It’s easy to get wrapped up in our modern concerns, from the new iPhone to troubles in the car industry. The world is moving a mile a minute and technology is moving faster. But people all over the world are choosing to abandon the fast pace and opt instead for a simpler way of life.
Some have become part of a new breed of nomads in Europe. They travel the countryside without modern transportation, stopping for short amounts of time (usually illegally), before saddling up and moving on.
Unrelated to the Roma people, many of these folks have lived in caravans pulled by horses since the 1980s, inspired by the anarchic and punk ethos that flourished in England at that time. In his recent book, “The New Gypsies,” veteran photographer Iain McKell presents a beautiful series of photographs documenting this ragtag community.
McKell began photographing the group in 1985 when he saw them on TV participating in a standoff with the police at Stonehenge. He got a press pass and went into the camp, where he spoke with people and took portraits. McKell says he was interested in the juxtaposition of counterculture against a backdrop of beautiful nature.
Sixteen years later, McKell decided to start documenting them again in an effort to get out of the city and work on something new. “Initially, they thought I was a tourist,” he tells Business Insider. But eventually, he won them over with prints of his work and a bottle of Jack Daniels. He would photograph them for the next nine years.
McKell says that these new-age nomads make money working festivals around Europe. “They’re not in your face, there’s no posturing. They do their thing quietly, 24/7,” McKell explains. “They have fully bought in to being free.”
The nomads especially reject the world’s dependency on oil-burning modes of transportation, doing so by travelling by horse only. He tells us that they love the slow lifestyle.

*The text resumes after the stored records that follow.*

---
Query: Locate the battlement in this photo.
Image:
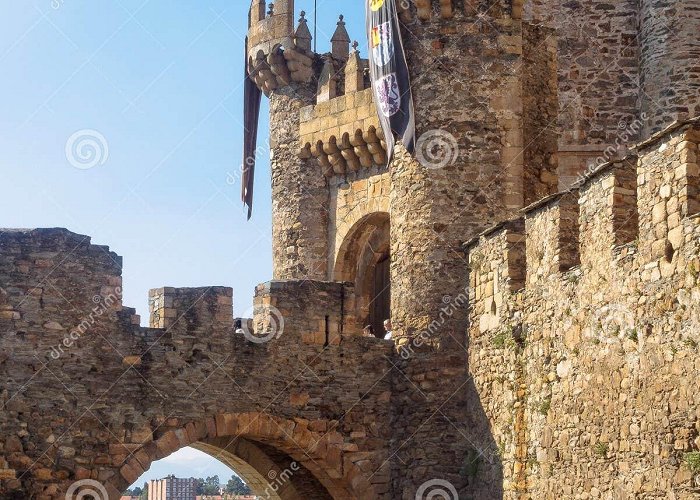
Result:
[465,120,700,316]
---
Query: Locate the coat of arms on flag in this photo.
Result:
[369,0,384,12]
[370,22,394,66]
[376,73,401,117]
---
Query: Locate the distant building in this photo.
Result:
[148,476,197,500]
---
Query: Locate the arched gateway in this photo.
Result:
[0,230,392,500]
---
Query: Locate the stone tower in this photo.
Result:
[249,0,700,498]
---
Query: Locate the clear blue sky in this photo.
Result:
[0,0,366,323]
[0,0,366,490]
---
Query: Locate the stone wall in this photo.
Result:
[639,0,700,134]
[0,229,391,499]
[469,124,700,499]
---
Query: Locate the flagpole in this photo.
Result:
[314,0,318,52]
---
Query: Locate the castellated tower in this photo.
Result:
[249,0,558,498]
[248,0,700,498]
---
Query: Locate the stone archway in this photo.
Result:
[106,413,377,500]
[333,212,391,336]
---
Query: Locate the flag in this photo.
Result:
[241,37,262,220]
[366,0,416,162]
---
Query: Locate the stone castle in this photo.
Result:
[0,0,700,500]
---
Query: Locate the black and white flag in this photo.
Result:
[367,0,416,162]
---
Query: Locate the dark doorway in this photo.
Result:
[369,255,391,337]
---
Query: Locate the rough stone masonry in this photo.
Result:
[0,0,700,500]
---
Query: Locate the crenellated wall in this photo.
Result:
[0,229,392,500]
[469,121,700,499]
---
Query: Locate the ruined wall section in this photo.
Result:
[523,0,644,190]
[390,2,526,498]
[469,124,700,498]
[639,0,700,135]
[0,230,391,499]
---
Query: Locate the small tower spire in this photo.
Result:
[345,41,365,93]
[294,10,313,52]
[331,14,350,60]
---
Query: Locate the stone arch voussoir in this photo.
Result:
[107,413,381,499]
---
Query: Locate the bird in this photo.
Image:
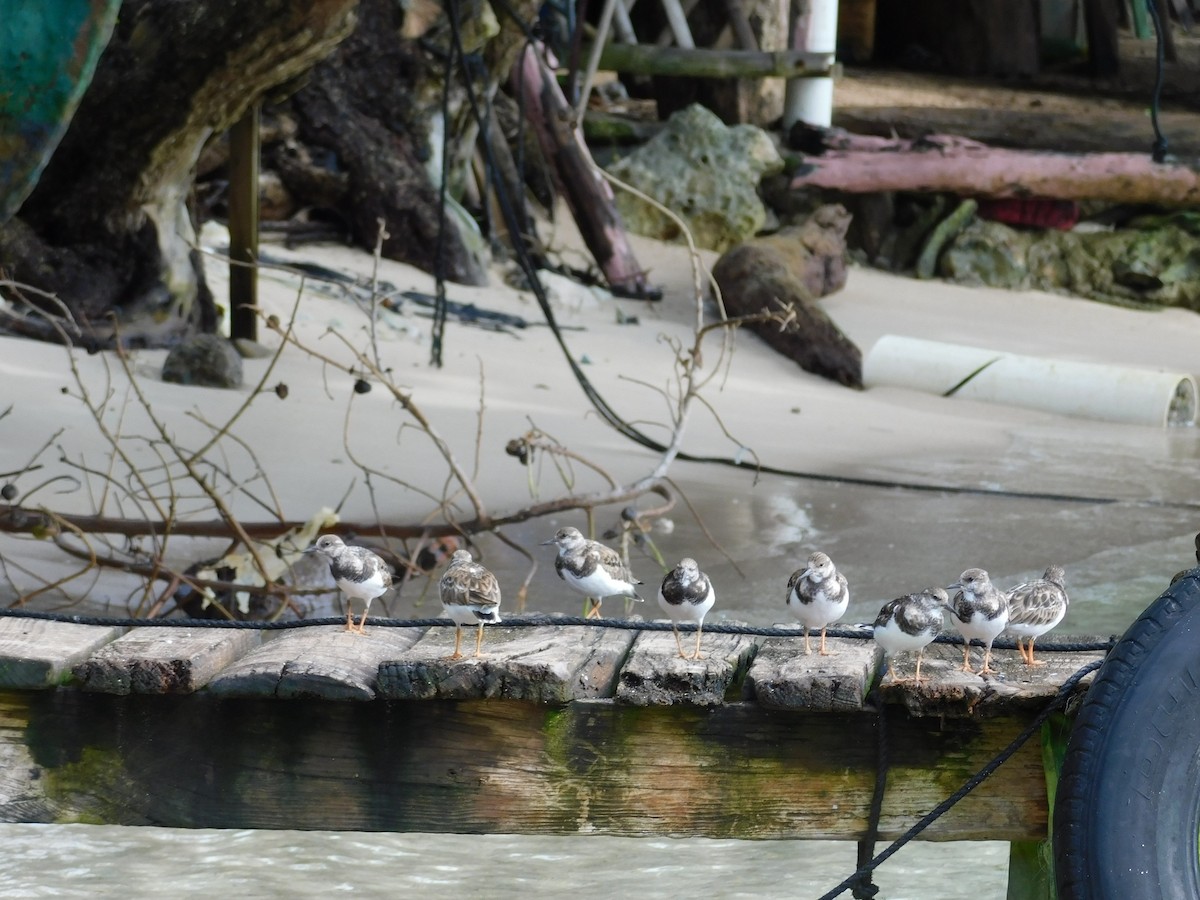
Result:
[438,550,500,659]
[874,588,950,684]
[787,551,850,656]
[659,557,716,659]
[305,534,391,635]
[946,569,1008,674]
[1008,565,1070,666]
[542,526,644,619]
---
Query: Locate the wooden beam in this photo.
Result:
[229,102,259,341]
[792,136,1200,208]
[590,43,834,78]
[0,690,1046,840]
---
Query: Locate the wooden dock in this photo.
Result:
[0,617,1103,897]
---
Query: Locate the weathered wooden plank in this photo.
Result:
[73,628,263,694]
[378,626,636,703]
[208,624,424,700]
[880,643,1104,716]
[746,626,878,710]
[617,631,757,707]
[0,690,1046,840]
[0,618,125,689]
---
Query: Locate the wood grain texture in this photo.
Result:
[880,643,1104,716]
[0,690,1046,840]
[73,628,263,694]
[209,625,424,700]
[617,629,757,707]
[378,626,637,703]
[0,618,125,689]
[746,628,880,710]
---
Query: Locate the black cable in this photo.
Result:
[1146,0,1166,162]
[0,608,1116,653]
[821,660,1104,900]
[851,672,892,900]
[436,0,1200,509]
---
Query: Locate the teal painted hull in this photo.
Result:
[0,0,121,224]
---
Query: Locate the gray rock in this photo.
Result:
[608,104,784,251]
[162,335,241,388]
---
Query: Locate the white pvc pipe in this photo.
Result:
[863,335,1198,427]
[784,0,838,132]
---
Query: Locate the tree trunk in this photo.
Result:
[283,0,523,284]
[792,134,1200,206]
[0,0,356,346]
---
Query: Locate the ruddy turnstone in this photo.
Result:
[659,557,716,659]
[542,526,643,619]
[438,550,500,659]
[1008,565,1070,666]
[946,569,1008,674]
[305,534,391,635]
[787,551,850,656]
[874,588,950,684]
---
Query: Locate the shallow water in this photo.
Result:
[0,474,1196,900]
[0,824,1008,900]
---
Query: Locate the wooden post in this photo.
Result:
[1008,713,1070,900]
[229,102,260,341]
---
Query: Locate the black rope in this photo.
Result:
[821,660,1104,900]
[443,0,1200,509]
[851,656,892,900]
[0,608,1116,653]
[1146,0,1166,162]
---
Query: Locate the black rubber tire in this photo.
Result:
[1054,569,1200,900]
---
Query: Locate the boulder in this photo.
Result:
[608,104,784,251]
[162,335,241,388]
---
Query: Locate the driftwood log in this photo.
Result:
[512,44,648,296]
[792,132,1200,206]
[713,206,863,388]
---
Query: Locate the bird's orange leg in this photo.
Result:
[446,625,462,659]
[979,644,996,674]
[1025,637,1045,666]
[671,624,688,659]
[817,625,833,656]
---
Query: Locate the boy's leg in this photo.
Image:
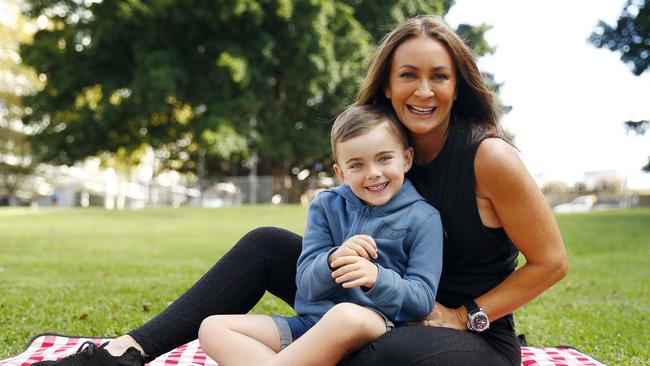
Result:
[199,315,281,366]
[267,303,386,366]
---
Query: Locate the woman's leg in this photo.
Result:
[270,303,388,366]
[341,326,521,366]
[199,315,281,366]
[119,227,302,359]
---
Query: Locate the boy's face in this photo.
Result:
[334,123,413,207]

They have a deep respect for their animals. McKell adds that when they are travelling, the horses pull the wagons and the people walk beside them instead of riding them. “They understand that humans are just another animal,” McKell says.
And they haven’t rejected all technology. Many have portable phones and laptops. McKell recalls a time when he sat with a group of the travellers inside a caravan and watched a popular British television show.
The travellers and the scene they create is so visually striking that, along the way, McKell was commissioned to shoot supermodel Kate Moss hanging out with the travellers for V Magazine.
McKell says that he is often asked about the children living in these camps. He explains that they have a unique time and learn to work hard, but that they are educated and are never mistreated.
They play chess, read, draw, and create their own games.
McKell recalls a time when he walked with a young girl who listed off all the names of the flowers they encountered on the trail. “They’re more connected to nature,” McKell says.
For McKell, the project was a way of looking into another world, or a “tribe” as he puts it, one different from his own. He says he was an observer, “documenting something important.”